Cutting straight to the chase, at this point AMD has released limited information on the core specifications for some of their 8000M GPUs, but they coyly note that at least one more GPU announcement will be forthcoming in Q2 2013 (8900M by all appearances). Today is a soft launch of high level details, with more architectural information and product details scheduled for January 7, 2013 at CES. AMD did not share any codenames for the newly announced mobile GPUs, if you’re wondering, other than the overall family name of “Solar” for the mobile chips (replacing the outgoing “London” series). Here are the details we have right now:
Obviously there are a lot of missing pieces right now, but what we immediately notice is that the core count on the 8500M/8600M/8700M means that we’re definitely looking at a new GPU. The only other time we’ve seen AMD do 384 cores is with Trinity, but that’s a VLIW4 architecture so we’re not seeing that again. Given the currently shipping Southern Islands chips (“London” on the mobile side) have 640 cores max for Cape Verde, 1280 max for Pitcairn, and up to 2048 for Tahiti, AMD has likely created a fourth SI derivative that drops down to two CU arrays, each with three CUs. (You can read more about the GCN/SI architecture in our earlier GPU coverage.) Performance is something of a wildcard with the new 384 core parts, and the choice of DDR3/GDDR5 memory will also influence the final result. We'll find out in the coming months how the 8500/8600/8700M stack up to NVIDIA's midrange "GT" offerings, which interestingly are also using 384 cores.

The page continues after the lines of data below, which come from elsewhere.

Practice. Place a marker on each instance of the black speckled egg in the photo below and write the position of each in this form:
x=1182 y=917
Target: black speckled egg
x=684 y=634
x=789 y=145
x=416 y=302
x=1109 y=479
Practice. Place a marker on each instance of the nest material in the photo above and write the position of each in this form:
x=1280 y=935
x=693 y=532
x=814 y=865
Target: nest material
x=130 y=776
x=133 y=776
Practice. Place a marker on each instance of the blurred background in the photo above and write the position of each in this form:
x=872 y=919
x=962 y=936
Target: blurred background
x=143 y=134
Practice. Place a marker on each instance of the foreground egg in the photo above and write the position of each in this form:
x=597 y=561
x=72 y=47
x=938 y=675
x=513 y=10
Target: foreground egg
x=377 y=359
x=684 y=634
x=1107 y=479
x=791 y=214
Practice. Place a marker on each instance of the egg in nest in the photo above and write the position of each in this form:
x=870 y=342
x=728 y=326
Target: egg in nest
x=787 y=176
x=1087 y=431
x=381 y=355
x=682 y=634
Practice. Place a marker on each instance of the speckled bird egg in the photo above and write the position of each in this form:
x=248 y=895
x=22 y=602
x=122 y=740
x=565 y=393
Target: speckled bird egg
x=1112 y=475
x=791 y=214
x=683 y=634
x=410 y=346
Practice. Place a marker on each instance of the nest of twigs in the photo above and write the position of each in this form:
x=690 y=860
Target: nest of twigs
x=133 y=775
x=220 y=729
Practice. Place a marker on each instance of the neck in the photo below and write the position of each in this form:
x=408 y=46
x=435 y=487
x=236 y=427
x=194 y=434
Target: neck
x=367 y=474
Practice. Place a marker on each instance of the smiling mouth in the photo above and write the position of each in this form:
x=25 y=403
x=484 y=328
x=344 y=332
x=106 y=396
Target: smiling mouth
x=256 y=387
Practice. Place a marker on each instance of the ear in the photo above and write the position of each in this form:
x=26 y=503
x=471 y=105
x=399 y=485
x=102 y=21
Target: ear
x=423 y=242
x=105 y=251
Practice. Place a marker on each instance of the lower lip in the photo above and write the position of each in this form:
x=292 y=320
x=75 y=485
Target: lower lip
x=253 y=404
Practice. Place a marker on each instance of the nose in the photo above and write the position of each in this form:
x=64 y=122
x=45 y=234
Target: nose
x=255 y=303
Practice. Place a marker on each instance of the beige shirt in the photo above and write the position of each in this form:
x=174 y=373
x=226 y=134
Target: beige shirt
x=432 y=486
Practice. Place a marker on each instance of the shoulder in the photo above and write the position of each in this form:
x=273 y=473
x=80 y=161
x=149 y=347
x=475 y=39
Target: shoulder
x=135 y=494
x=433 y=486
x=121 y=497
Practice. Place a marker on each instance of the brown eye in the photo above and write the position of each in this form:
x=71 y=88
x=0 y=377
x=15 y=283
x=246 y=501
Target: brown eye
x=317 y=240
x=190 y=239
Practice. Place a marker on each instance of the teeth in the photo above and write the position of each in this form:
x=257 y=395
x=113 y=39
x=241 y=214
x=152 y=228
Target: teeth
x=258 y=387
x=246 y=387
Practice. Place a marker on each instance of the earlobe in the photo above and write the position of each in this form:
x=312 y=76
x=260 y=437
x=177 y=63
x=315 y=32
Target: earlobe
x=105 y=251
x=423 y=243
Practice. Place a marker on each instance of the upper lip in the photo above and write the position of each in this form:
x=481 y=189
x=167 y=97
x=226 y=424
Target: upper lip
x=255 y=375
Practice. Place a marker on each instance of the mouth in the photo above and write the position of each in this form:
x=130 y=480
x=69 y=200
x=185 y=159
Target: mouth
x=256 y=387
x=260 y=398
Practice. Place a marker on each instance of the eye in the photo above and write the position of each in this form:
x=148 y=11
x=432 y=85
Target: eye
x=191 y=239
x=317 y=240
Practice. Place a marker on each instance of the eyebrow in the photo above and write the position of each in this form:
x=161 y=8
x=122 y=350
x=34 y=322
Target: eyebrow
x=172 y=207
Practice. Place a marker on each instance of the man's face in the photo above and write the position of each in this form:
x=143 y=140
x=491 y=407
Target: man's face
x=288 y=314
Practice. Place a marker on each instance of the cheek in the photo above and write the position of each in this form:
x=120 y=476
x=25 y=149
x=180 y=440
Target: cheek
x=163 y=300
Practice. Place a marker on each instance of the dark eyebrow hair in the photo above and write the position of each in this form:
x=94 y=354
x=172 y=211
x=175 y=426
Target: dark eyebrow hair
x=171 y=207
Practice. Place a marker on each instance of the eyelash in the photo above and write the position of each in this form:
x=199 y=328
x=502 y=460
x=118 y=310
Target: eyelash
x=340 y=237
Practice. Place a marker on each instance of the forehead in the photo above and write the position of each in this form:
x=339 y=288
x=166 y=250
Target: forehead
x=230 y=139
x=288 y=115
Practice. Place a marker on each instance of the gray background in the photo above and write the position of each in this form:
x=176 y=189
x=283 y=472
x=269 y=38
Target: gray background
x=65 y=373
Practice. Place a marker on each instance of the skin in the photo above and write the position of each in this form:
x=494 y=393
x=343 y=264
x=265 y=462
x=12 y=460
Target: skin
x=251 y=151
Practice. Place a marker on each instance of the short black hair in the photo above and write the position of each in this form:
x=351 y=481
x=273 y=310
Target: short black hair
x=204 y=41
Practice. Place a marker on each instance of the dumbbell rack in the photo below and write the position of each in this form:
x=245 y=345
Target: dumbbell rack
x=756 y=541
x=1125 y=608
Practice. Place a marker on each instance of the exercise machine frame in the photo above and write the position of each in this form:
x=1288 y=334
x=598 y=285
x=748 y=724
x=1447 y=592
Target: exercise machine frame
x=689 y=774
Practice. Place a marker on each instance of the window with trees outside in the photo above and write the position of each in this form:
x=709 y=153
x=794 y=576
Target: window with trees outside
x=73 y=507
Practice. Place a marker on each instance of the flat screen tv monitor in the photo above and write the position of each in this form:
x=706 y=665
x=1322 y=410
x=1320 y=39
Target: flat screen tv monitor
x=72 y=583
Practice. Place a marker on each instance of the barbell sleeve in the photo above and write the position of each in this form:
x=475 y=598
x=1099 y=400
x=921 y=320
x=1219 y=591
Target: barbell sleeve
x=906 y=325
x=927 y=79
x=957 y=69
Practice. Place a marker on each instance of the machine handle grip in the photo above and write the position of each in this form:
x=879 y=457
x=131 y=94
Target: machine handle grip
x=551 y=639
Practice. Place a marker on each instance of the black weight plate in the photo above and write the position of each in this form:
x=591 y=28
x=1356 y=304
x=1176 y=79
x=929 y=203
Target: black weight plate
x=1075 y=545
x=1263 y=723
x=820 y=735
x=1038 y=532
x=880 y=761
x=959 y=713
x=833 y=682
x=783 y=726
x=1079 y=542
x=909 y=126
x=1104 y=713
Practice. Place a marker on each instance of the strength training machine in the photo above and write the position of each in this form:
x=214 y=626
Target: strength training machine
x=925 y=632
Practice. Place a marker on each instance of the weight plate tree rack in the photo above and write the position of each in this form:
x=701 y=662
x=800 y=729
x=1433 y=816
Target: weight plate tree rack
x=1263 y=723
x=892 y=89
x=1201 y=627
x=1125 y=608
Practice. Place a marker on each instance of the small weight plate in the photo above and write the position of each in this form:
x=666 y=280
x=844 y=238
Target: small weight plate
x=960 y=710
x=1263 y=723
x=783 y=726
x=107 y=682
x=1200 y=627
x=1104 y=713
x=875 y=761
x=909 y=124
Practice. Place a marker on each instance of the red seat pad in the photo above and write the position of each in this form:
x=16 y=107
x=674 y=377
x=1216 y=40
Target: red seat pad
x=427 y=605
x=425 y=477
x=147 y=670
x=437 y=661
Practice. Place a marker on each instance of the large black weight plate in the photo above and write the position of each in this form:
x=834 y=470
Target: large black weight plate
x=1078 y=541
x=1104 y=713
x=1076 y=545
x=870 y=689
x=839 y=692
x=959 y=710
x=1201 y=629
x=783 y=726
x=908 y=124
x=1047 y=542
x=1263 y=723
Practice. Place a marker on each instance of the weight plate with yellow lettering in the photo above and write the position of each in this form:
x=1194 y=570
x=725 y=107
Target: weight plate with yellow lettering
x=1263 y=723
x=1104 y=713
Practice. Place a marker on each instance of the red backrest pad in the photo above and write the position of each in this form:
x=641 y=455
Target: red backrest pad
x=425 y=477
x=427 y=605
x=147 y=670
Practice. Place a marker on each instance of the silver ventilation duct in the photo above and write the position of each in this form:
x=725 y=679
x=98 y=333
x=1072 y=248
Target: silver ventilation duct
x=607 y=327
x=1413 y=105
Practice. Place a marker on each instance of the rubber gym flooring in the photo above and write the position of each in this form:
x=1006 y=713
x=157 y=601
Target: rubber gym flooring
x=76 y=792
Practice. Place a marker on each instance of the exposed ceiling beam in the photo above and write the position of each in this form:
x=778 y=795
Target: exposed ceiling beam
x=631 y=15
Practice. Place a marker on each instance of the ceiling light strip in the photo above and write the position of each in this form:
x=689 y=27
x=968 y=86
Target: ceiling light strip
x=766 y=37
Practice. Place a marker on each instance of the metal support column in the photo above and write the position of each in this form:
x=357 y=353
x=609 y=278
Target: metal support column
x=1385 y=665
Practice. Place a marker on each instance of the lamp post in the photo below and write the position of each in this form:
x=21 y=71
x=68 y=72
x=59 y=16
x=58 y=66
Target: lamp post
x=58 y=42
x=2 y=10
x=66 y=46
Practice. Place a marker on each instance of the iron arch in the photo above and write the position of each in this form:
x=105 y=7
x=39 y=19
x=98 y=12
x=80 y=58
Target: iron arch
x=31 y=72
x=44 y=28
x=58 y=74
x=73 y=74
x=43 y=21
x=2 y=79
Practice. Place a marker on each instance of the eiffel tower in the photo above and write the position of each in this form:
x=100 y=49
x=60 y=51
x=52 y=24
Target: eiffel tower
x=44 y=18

The final announced card is the one where we appear to have more of a rebrand/optimization of a previous generation chip. 8800M has the same 640 core count as Cape Verde/7800M, only with modified clocks this time. The earlier 7800M chips could clock up as high as 800MHz, so maximum core clock is actually down a bit, but they only ran the memory at up to 1GHz (4GHz effective) GDDR5. If AMD determined memory bandwidth was more important for that particular GPU than shader performance, the new 8800M would make sense. Also note that AMD isn’t including the boost clock speeds into the above chart; under the right circumstances, all of the new chips can run at higher clocks than the reference clock.
AMD isn’t calling the 8800M a rebrand, but we’re looking at the same core counts as Cape Verde and the same 28nm process technology, so we wouldn’t expect a substantial change in performance. There’s also the above chip shot as a point of reference. If the 8800M is substantially different from Cape Verde then the above images provided in AMD’s slides must be incorrect, as the new and old chips look the same. Minor tweaks to power use, caching, or other elements notwithstanding, we’re probably dealing with a die respin at most. But, there’s nothing inherently wrong with rebranding—AMD and NVIDIA have both been doing it for some time now. Don’t expect every “upgraded” GPU to be better; a 7400M isn’t faster than a 6700M, and likewise we expect 7700M and 7800M to be faster options than the 384 core 8500M/8600M/8700M and competitive with 8800M. Here’s a quick recap of the same core specs as above for the current 7700M/7800M parts:
I’ll refrain from commenting too much more about performance of an unreleased part, but AMD indicated their 8870M should be substantially faster than NVIDIA’s current GT 650M GDDR5 (which isn’t too surprising considering clocks and core counts), and the 8770M should likewise be a healthy 20%+ bump in performance relative to the 7670M. I’d rather see comparisons with GTX 675MX and HD 7770M, respectively, but I suspect those wouldn’t be quite as impressive. Anyway, you can see both of AMD’s comparison charts in the complete slide deck gallery below. Availability of the new GPUs is slated for Q1 2013.